Presentazione

Una idèa senza il confine di una parola
1963-2023: i sessant’anni di Ar

1963. Solo diciotto anni dalla fine della guerra dei fascismi. A Padova, nel quartiere Arcella, ci sono ancora i crateri delle bombe angloamericane e il cielo ha il ricordo dei cerchi di fumo di ‘Pippo’, il liberatore inglese che mitragliava i civili italiani.

Le Edizioni di Ar nascono il 9 dicembre 1963. Franco Freda ha affittato una ex-rimessa in una strada lunga e sfatta del centro di Padova, via (nomen omen…) Patriarcato, vicinissima al Liviano di Gio Ponti, in piazza Capitaniato. Si ritrovano lì tra fuoriusciti  del movimento neofascista, il M.S.I., per lo più ragazzi tra i diciotto e i vent’anni  ‒insieme a un ex-brigatista nero ed ex-reggente di ‘Ordine Nuovo’. La realtà è minuscola, ma è l’idèa, secondo Freda (glielo ha insegnato il Maestro, Julius Evola) che deve giudicare la realtà, non viceversa. Infatti, il nome che il gruppo si dà è un auspicio anagogico: Ar. Ar è il radicale di quei termini di origine indoeuropea che esprimono il vigore fisico-morale (aretè, in greco), sino ad arrampicarsi nelle implicazioni immateriali di esso: i vocaboli ordine, rito. Un radicale linguistico, germe intemporale di significato da integrare nel tempo, da sigillare con il proprio operato. Perenne, arcaico, ma pronto a innestarsi nel nuovo presente che lo voglia, e sappia, assumere. Una idèa senza il confine di una parola: chiunque sia abbastanza schietto e lucido è in grado di comprenderla, indovinarla e tradurla in azione   ‒un radicale non è circoscritto: rimane in attesa della propria espansione. L’idèa  ‒‘semplice’, in fondo ‒ del Bene-Bello come l’avrebbe  contemplata, e coltivata, un Elleno.
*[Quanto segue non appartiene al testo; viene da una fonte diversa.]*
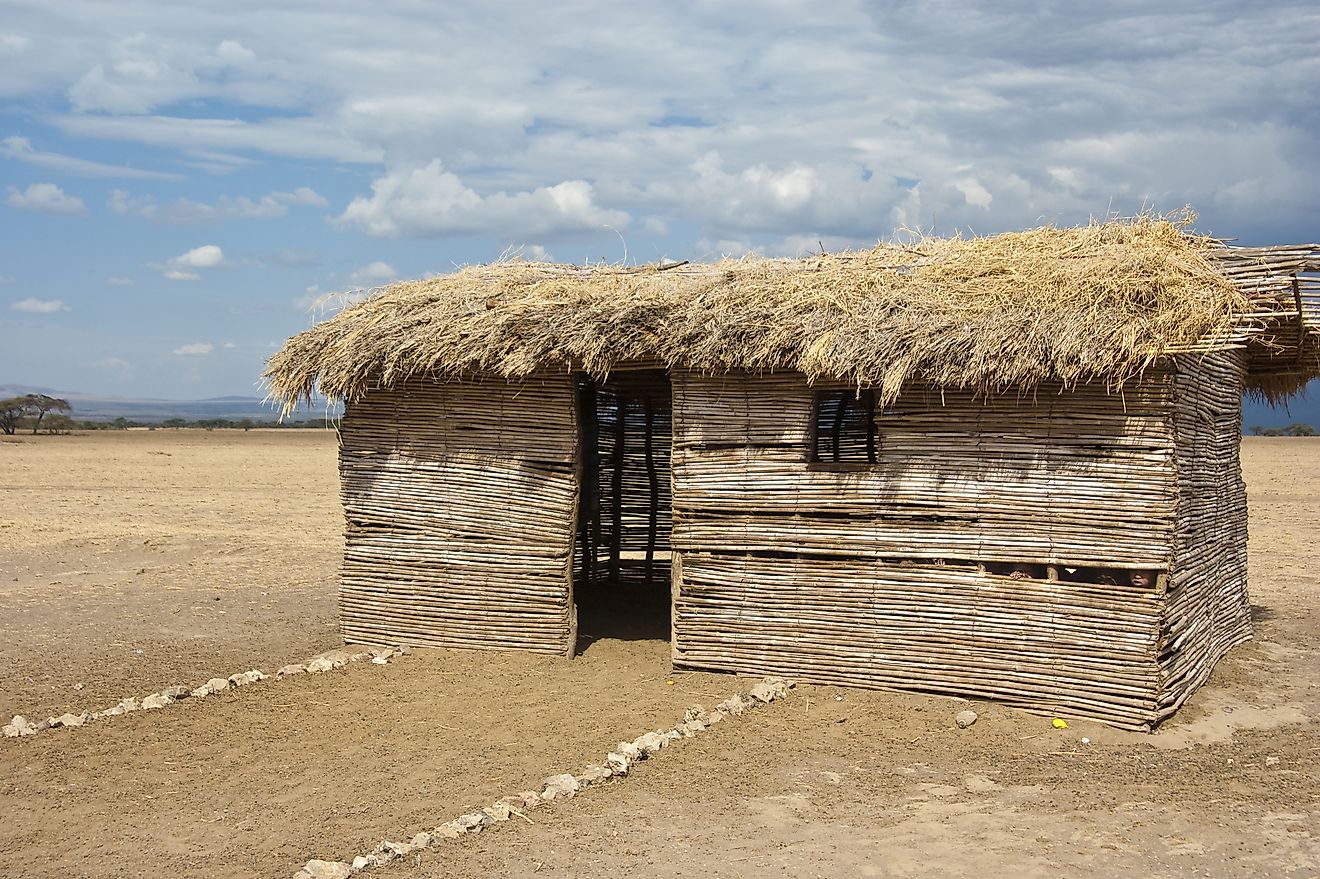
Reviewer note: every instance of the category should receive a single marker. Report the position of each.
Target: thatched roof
(1094, 302)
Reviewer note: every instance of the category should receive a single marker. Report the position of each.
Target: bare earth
(132, 561)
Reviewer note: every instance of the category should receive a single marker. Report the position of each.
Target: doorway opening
(622, 556)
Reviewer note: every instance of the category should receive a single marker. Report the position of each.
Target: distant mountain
(89, 407)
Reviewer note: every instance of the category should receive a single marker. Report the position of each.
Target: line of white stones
(615, 766)
(20, 727)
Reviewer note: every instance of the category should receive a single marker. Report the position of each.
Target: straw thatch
(1096, 302)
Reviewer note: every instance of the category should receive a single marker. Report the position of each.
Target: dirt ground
(131, 561)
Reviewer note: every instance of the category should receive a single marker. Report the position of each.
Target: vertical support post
(652, 479)
(837, 428)
(871, 429)
(617, 483)
(589, 520)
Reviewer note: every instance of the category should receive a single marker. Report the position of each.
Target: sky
(185, 185)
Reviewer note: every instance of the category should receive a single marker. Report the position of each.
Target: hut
(999, 467)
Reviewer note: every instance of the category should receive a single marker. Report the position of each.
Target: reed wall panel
(877, 577)
(1207, 609)
(460, 500)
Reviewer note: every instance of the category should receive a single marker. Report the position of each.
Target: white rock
(770, 689)
(560, 785)
(498, 811)
(328, 870)
(473, 821)
(17, 727)
(648, 743)
(594, 775)
(448, 830)
(246, 677)
(337, 657)
(211, 686)
(531, 799)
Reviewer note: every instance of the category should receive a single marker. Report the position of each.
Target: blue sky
(181, 182)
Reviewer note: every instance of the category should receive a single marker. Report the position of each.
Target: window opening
(844, 428)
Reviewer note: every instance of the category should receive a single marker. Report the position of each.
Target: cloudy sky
(182, 181)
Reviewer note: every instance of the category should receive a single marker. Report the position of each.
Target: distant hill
(89, 407)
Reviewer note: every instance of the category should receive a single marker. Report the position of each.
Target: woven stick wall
(460, 504)
(1207, 610)
(875, 577)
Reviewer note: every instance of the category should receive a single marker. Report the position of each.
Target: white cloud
(203, 256)
(738, 130)
(185, 211)
(33, 305)
(234, 53)
(430, 202)
(181, 268)
(973, 192)
(374, 272)
(21, 149)
(13, 44)
(45, 198)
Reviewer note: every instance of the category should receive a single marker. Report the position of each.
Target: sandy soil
(133, 561)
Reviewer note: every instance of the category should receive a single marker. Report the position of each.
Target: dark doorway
(621, 565)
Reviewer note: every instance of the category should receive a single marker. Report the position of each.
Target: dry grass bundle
(1094, 302)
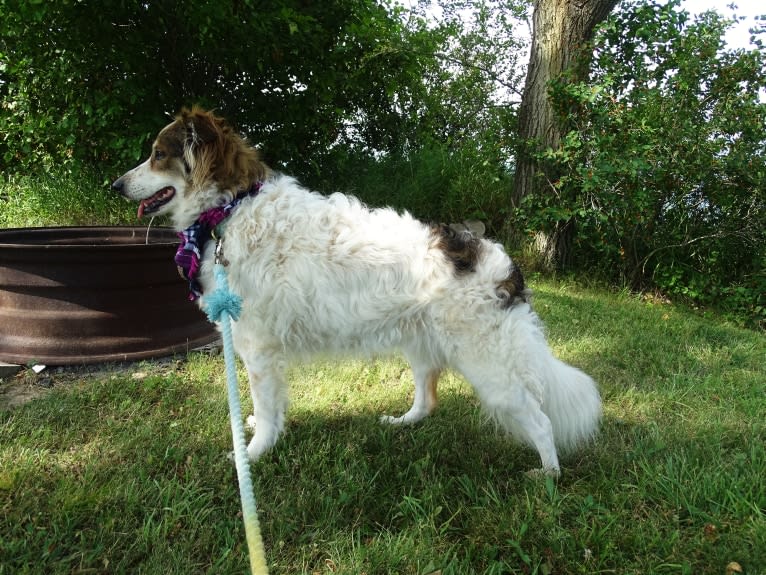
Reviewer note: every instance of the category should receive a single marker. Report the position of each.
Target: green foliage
(92, 82)
(61, 198)
(124, 470)
(434, 183)
(664, 163)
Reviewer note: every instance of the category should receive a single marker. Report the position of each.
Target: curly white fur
(325, 274)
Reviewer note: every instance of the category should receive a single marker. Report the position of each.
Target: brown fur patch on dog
(215, 151)
(512, 289)
(461, 248)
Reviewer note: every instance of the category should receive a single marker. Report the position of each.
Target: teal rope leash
(224, 306)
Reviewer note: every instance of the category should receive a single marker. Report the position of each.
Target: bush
(61, 197)
(665, 163)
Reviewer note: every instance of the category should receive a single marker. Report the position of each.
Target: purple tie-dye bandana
(194, 238)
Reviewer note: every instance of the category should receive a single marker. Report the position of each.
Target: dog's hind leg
(512, 402)
(426, 376)
(265, 370)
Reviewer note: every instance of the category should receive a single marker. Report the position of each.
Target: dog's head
(197, 162)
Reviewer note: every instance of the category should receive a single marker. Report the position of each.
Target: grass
(62, 198)
(124, 471)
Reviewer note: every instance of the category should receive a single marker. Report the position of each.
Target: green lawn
(125, 471)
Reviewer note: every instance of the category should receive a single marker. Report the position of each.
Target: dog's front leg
(265, 370)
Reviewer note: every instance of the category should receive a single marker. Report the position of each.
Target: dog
(321, 274)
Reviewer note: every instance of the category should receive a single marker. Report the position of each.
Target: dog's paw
(391, 420)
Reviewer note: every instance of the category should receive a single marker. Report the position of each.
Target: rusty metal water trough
(94, 294)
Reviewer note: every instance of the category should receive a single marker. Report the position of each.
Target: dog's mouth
(153, 203)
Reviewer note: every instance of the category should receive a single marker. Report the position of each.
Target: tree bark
(561, 35)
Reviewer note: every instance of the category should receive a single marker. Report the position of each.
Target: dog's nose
(119, 186)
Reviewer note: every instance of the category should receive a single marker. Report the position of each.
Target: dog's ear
(201, 127)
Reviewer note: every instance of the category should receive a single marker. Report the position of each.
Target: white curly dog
(326, 274)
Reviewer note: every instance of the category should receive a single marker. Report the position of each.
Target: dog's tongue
(142, 206)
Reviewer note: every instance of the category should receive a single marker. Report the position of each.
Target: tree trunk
(561, 34)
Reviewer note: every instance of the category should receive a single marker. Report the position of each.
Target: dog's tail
(572, 403)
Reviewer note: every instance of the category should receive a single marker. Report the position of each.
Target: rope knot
(222, 299)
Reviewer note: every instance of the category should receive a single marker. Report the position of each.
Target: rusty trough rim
(94, 316)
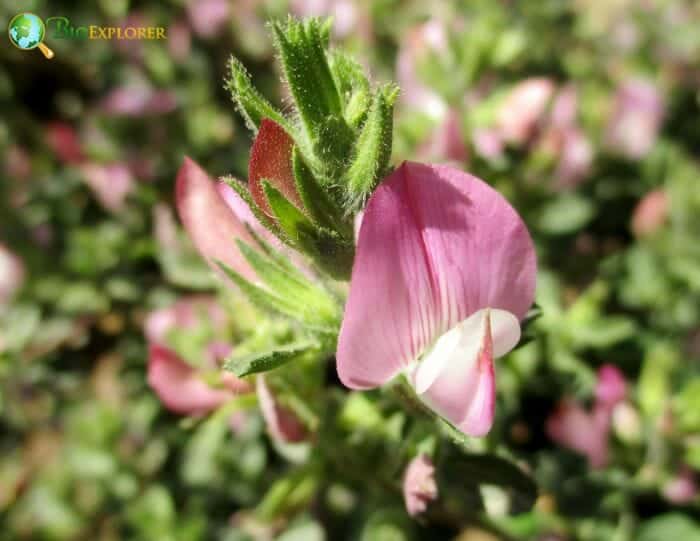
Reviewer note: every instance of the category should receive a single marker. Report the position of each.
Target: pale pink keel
(438, 251)
(419, 486)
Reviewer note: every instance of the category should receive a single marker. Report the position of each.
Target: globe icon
(26, 31)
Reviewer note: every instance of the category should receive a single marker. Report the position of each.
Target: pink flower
(650, 214)
(180, 387)
(682, 488)
(636, 118)
(522, 110)
(419, 486)
(11, 274)
(611, 387)
(488, 143)
(444, 272)
(282, 424)
(138, 100)
(415, 93)
(207, 17)
(587, 433)
(111, 183)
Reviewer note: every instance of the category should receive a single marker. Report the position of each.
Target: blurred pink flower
(63, 141)
(282, 424)
(636, 118)
(611, 386)
(522, 111)
(446, 142)
(111, 183)
(650, 214)
(179, 41)
(419, 486)
(138, 100)
(415, 93)
(682, 488)
(207, 17)
(12, 274)
(444, 272)
(180, 387)
(573, 427)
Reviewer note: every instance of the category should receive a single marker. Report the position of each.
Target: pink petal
(208, 16)
(435, 246)
(419, 486)
(572, 427)
(209, 222)
(11, 274)
(178, 385)
(636, 118)
(281, 423)
(464, 389)
(651, 213)
(611, 387)
(523, 108)
(271, 159)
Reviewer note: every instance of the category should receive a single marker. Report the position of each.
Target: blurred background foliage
(584, 113)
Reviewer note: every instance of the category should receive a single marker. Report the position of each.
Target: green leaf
(292, 287)
(301, 49)
(316, 201)
(352, 85)
(667, 527)
(290, 218)
(269, 360)
(482, 469)
(244, 193)
(373, 149)
(251, 105)
(566, 214)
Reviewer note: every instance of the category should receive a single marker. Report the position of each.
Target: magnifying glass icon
(27, 31)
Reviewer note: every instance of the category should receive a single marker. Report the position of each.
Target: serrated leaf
(373, 149)
(244, 193)
(266, 361)
(305, 67)
(316, 201)
(251, 105)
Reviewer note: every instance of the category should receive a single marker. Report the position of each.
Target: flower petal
(208, 219)
(435, 246)
(178, 386)
(271, 159)
(463, 385)
(419, 485)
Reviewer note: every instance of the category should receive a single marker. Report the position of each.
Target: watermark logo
(27, 32)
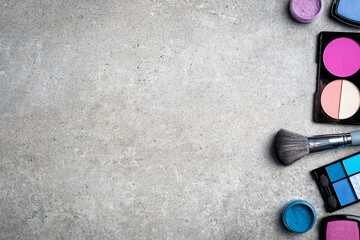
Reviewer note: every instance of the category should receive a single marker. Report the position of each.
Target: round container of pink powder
(306, 11)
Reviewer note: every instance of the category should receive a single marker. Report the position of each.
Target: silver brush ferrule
(330, 141)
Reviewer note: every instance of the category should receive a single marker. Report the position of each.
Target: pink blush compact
(337, 96)
(340, 227)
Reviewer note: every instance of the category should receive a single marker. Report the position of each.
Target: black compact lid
(335, 14)
(324, 222)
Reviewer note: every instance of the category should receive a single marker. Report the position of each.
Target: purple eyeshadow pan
(342, 57)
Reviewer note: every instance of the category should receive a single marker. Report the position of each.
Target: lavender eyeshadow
(307, 8)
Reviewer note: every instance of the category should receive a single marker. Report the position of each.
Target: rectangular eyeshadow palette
(339, 182)
(337, 95)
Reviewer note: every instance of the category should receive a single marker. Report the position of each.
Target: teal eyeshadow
(349, 9)
(335, 171)
(352, 164)
(344, 192)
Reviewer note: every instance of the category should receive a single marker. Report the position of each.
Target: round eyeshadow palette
(340, 227)
(337, 96)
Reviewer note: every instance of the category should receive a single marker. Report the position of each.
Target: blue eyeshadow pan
(335, 171)
(352, 164)
(344, 192)
(349, 9)
(339, 182)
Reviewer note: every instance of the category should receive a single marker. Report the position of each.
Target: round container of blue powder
(299, 216)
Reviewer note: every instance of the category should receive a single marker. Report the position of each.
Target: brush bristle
(290, 146)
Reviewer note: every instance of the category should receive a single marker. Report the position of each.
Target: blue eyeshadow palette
(347, 11)
(339, 182)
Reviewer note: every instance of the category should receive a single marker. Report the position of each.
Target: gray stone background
(155, 119)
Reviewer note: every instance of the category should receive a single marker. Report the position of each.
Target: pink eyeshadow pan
(342, 57)
(342, 230)
(340, 99)
(330, 98)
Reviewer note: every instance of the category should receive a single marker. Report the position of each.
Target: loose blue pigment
(299, 218)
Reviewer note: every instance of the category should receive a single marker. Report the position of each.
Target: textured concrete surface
(155, 119)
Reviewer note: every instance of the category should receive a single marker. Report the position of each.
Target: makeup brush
(290, 146)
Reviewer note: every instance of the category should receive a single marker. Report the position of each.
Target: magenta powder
(342, 57)
(342, 230)
(306, 8)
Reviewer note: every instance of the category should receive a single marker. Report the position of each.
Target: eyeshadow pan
(350, 100)
(344, 192)
(340, 99)
(349, 9)
(335, 171)
(352, 164)
(342, 230)
(330, 98)
(342, 57)
(355, 181)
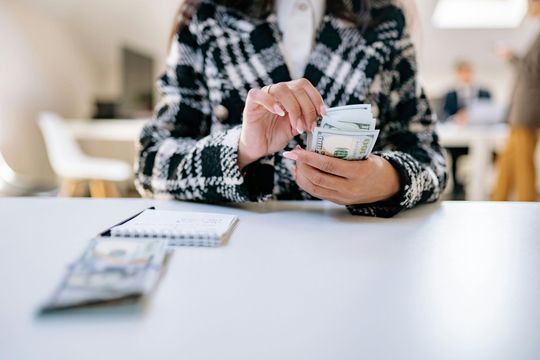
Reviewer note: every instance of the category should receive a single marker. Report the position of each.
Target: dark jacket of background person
(189, 151)
(525, 110)
(452, 104)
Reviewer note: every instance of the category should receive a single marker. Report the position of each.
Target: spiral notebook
(180, 228)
Ar significava stare nel tempo senza esaurirsi in esso. Ispirarsi, nel tempo, alle migliori virtù umane (o dovremo dire aumane, tanto ci sono, qui, lontane?). Dunque, ogni sabato sera, al posto dei festini col mangiadischi, letture rituali in via Patriarcato  (dai membri del gruppo ridenominata via Patriarchìa). Nietzsche, Evola, la biografia di Federico II del Kantorowicz…A leggere è Freda, con la sua voce da basso. Altro che “così è se vi pare”: così è e così deve essere, costi quel che costi in termini di spiacevolezze. Non si poteva accettare che il mondo precipitasse verso la vita comoda, la competizione dei minimi termini, a chi si comprava prima la nuova Seicento, a chi beveva più daiquiri al tavolino di un bar. Si era alzata una nuvola di cipria che neppure l’atomica americana: si rischiava di non vedere più il sole. E Leonardo, genio riconosciuto, che in tempi non sospetti aveva proclamato: “No si volta chi a stella è fiso”. In Italia stava scoppiando mezza guerra civile il giorno in cui spararono a Togliatti: allora si poteva intuire come sarebbe finita. “Se si tolgono all’uomo le sue catene, si libera solo un bruto”   ‒ci ricorda l’abrasivo Nicolàs Gòmez Dàvila, pubblicato da Ar nel 2007.

Ma le catene dell’uomo non devono necessariamente essere le lambiccate analisi del filosofo razionalista, che vuol salvare capra e cavoli mettendo insieme l’ineffabile e la sua ‘dimostrazione’. La verità è ai  confini con l’irrazionale. È come un radicale linguistico, come il radicale ar: va indivinata-indovinata, non può frantumarsi in porzioni di comoda ingestione. Deve turbare   ‒sostiene Nietzsche, autore-cardine di Ar. Ma chi legge il Saggio sull’ineguaglianza delle razze umane, primo libro pubblicato dalle Edizioni di Ar, deve sapere che non ha di fronte i discendenti degli inglesi che seviziavano i boeri nei primi campi di concentramento della storia   ‒e capire che si tratta, in fondo, di una terapia d’urto per uscire dalla palude del dopoguerra. C’è il libro e c’è il lettore: tra di loro un destino, forse, di consonanze.

Dopo sessant’anni, Ar splende nel suo altrove (ora una gattabuia, ora Nubicuculia) come un unicum, per libertà di pensiero e sincerità di azione. Sessant’anni che pubblica libri obbedendo alla passione del cuore e al diletto della mente   ‒non alla “fregolata brama di cumular denari”.